1.0.0 • Published 9 months ago

@eatonfyi/html v1.0.0

Weekly downloads
-
License
MIT
Repository
github
Last release
9 months ago

Eaton's Markup Bucket

Consolidates the setup of assorted markup parsing, scrubbing, and manipulation tools I made heavy use of during the eaton.fyi migration. Generally speaking, everything in this kit is focused on either parsing/extracting stuff from HTML, or translating other common lightweight markup formats into HTML.

Markdown

  • fromMarkdown(text: string) takes a Markdown string and spits out HTML. Under the hood it uses marked, augmented by the popular marked-footnote extension.
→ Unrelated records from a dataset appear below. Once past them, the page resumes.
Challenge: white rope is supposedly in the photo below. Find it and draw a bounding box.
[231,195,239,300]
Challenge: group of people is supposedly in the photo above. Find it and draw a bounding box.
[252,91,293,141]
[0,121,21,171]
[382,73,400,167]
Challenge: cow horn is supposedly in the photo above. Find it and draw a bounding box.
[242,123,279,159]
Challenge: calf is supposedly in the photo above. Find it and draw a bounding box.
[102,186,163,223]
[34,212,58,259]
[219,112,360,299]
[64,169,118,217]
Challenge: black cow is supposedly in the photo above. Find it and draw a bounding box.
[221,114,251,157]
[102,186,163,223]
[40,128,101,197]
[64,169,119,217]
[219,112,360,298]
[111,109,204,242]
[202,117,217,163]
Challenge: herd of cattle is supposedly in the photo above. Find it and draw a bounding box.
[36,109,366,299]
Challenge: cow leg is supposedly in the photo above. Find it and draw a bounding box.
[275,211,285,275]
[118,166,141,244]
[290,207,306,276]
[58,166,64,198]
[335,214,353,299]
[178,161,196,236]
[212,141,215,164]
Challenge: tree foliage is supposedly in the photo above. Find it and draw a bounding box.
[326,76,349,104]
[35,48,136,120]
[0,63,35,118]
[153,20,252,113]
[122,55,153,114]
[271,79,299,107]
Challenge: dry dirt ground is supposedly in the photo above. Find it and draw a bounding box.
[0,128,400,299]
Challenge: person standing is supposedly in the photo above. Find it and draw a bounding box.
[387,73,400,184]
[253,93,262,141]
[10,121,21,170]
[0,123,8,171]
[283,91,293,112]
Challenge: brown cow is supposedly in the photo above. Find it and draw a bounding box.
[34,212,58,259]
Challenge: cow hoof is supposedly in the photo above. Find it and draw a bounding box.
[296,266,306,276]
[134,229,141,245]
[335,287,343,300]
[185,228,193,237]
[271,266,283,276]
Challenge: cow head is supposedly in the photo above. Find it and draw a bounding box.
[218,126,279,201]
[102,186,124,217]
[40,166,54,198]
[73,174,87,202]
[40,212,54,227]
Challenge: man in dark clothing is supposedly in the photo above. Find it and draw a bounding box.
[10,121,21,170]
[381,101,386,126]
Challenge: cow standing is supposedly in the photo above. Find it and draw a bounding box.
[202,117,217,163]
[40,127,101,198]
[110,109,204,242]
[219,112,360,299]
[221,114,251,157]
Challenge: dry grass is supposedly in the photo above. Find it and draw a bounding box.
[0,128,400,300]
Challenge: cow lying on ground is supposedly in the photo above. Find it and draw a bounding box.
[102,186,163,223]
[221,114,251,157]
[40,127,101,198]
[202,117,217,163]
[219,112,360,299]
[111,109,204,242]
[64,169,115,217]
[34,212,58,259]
Down the line, more Github-flavored extensions might be added as well.
  • toMarkdown(html: string) uses the comparatively less popular but reasonably efficient turndown project; it's configured to use ATX style headers, dashes as bullets, single/double asterisks instead of underscores, and inline link references rather than footnoted ones. A single custom override to the normal formatting is used to ensure bulletted lists have a single-space between the bullet and the text rather than double or triple.

Plaintext

  • toText(html: string) accepts a pile of HTML and spits out a reasonably readable plaintext analogue. Under the hood, it uses the extremely customizable HtmlToText library, with a handful of configuration tweaks. A tag's HREF attributes are put in parenthesis after their text, and ignored if the text and href are duplicates of each other. Images are reduced to their alt text, and their URLs are ignored. Several other presets are available in the textPresets collection, the default one can be modified by changing textPresets.default, and you can pass in custom HtmlToTextOption structures to exercise full control.
  • fromText(text: string) uses double linebreaks to indentify boundaries for <p> tags, converts URLs and URL-like strings into clickable <a> tags, and can optionally excale HTML entities. Each of those features can be toggled on and off via its options, but out of the box it's handy for turning stuff like oldschool "plain text" blog posts and scraped plaintext into something reasonably nice. Note that passing { inline: true } into the options for this function avoids unecessarily wrapping single-line strings in a <p> tag.

Weird Janky Stuff

  • autop(text: string, br: boolean) Uses Wordpress's relatively battle-tested logic for turning CR/LF delimited lines into proper HTML <p> tags; single breaks are ignored, double breaks are treated as new paragraphs. If the br argument is true, single breaks will be turnd into <br> tags.
  • fromBBCode(text: string) uses ya-bbcode, to convert BBCode from old forums into HTML. Nothing fancy here, just needed it for some old migrations.
  • fromTextile(text: string) uses textile-js to parse and HTMLify Textile markup. MovableType had a popular extension that used Textile to render posts, and a bunch of my old archives turned out to be formatted in it.
  • linkify(html: string) turns URLs and domain-like strings into <a> tags, avoiding any that already appear inside of an <a> tag.

Potential Future Stuff

I'd like to consolidate the HTML-to-Markdown and turn it into a special case of HTML-To-Text; it's possible, but would take a bunch of troubleshooting for the edge cases and I'm honestly not THAT passionate about it.

HTML scrubbing/pretty-printing. amd sanitization would be handy but that's also a BIG SPACE, and probably beyond what's reasonable for this already-bloated convenience library.

Text and typography cleanup tools like SmartyPants are handy; I might use textr or typogr, but these things aren't really markup manipulation per se — my own text tools is probably a better place for it.

I'm considering the value of porting more of the conversion bits to unified. Obviously it'd be a giant adventure in gold plating, but it's a consistent base on which most of these different utilities could be consolidated. Maybe when I retire and really, really want to parse my old Setext files, too.